Connect with Joanna: Website | Pinterest | Amazon | Twitter | Facebook

All comments are welcomed.

56 responses to “Exclusive Short Story with Kiki Lowenstein by Joanna Campbell Slan

  1. Yes, but…I did my research and this is based on an actual happening.

  2. Sad that it happens all too often. I hope that the child you based this story on is ok.

  3. Great story. Too bad things like this happen in real life. Very sad. Taught me to stay alert in public!
    Thanks, Joanna.

  4. Great story and sadly to relevant for our times.

  5. Scary! But i guess it could really happen.

  6. Barbara Hackel

    Joanna, I love Kiki and Detweiler! Thank you for writing a special story for us today! You have so many little vignettes about Kiki, and they are like glimpses into a real person’s life. I have all your books, and would be hard pressed to pick a favorite-It is always the last one written I think! I can’t wait to read your newest Happy Homicides story. 🙂
    Thanks Dru Ann for having Joanna on your blog today.

  7. Loved it!

  8. Joanna, love your Kiki Lowenstein stories!!!!!!

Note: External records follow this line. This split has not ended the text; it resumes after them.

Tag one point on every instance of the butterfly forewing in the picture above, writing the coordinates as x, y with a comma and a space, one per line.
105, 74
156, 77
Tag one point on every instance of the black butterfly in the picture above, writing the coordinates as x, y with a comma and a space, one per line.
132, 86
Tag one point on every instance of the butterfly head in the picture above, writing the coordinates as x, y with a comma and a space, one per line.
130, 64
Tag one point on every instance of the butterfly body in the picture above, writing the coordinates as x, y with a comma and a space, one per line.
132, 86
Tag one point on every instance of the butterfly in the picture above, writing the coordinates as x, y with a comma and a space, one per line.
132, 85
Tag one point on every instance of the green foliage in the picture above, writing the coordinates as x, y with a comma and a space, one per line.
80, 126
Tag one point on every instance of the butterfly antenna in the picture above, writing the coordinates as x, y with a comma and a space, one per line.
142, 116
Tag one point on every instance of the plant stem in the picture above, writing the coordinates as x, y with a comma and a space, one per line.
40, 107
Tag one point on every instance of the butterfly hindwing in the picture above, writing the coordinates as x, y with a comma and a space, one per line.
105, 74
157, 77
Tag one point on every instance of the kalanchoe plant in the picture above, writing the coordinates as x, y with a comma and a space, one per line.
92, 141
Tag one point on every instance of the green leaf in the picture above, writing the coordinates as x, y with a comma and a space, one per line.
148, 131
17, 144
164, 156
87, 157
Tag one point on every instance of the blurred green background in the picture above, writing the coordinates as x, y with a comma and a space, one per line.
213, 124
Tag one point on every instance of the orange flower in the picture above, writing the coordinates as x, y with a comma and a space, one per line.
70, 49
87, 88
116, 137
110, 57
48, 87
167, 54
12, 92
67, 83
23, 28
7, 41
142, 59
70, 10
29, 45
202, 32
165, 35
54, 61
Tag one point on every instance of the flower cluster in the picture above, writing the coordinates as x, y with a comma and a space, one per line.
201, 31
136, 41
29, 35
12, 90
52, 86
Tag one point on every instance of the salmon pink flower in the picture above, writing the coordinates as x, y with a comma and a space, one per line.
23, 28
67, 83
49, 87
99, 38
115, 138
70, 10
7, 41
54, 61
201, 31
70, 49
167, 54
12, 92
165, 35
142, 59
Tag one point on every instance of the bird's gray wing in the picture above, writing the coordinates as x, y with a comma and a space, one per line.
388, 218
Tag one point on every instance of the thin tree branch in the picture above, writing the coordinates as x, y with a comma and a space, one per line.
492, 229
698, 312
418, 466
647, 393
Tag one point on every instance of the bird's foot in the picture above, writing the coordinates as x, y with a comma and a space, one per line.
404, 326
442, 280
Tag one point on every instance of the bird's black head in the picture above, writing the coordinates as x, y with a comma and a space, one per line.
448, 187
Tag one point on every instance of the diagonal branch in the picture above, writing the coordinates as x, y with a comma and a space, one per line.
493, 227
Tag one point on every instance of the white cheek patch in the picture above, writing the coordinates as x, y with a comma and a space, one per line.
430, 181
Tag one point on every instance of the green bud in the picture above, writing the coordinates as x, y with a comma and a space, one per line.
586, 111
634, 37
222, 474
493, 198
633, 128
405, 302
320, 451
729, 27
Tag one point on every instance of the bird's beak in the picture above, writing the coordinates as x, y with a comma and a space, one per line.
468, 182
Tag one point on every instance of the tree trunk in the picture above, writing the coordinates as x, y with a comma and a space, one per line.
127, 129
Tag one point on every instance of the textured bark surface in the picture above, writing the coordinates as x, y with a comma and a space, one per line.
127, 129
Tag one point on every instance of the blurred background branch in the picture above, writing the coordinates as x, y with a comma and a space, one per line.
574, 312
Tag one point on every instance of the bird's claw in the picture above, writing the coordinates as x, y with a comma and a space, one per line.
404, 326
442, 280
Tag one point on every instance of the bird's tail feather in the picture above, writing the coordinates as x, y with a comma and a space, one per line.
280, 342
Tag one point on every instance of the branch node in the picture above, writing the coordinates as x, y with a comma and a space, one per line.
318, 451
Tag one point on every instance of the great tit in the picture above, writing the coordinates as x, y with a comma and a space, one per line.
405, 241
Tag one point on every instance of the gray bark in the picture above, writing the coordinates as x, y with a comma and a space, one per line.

  9. As always, JoAnna, your story is right on the pulse with a current social problem. Heartbreaking! I have to admit that as I began the story, I hoped the “chilling” aspect didn’t apply to Ty and was relieved when it didn’t–but so many children aren’t as blessed, which kills me. Hence our family. Hence the various kids I support through various organizations, such as Save the Children. But I want to save every neglected hungry, suffering child on the planet. 💔💔💔

    • Ally, you have the biggest heart, and you live your values. I’m proud to be your friend. And I admire your glorious family. Big smooch.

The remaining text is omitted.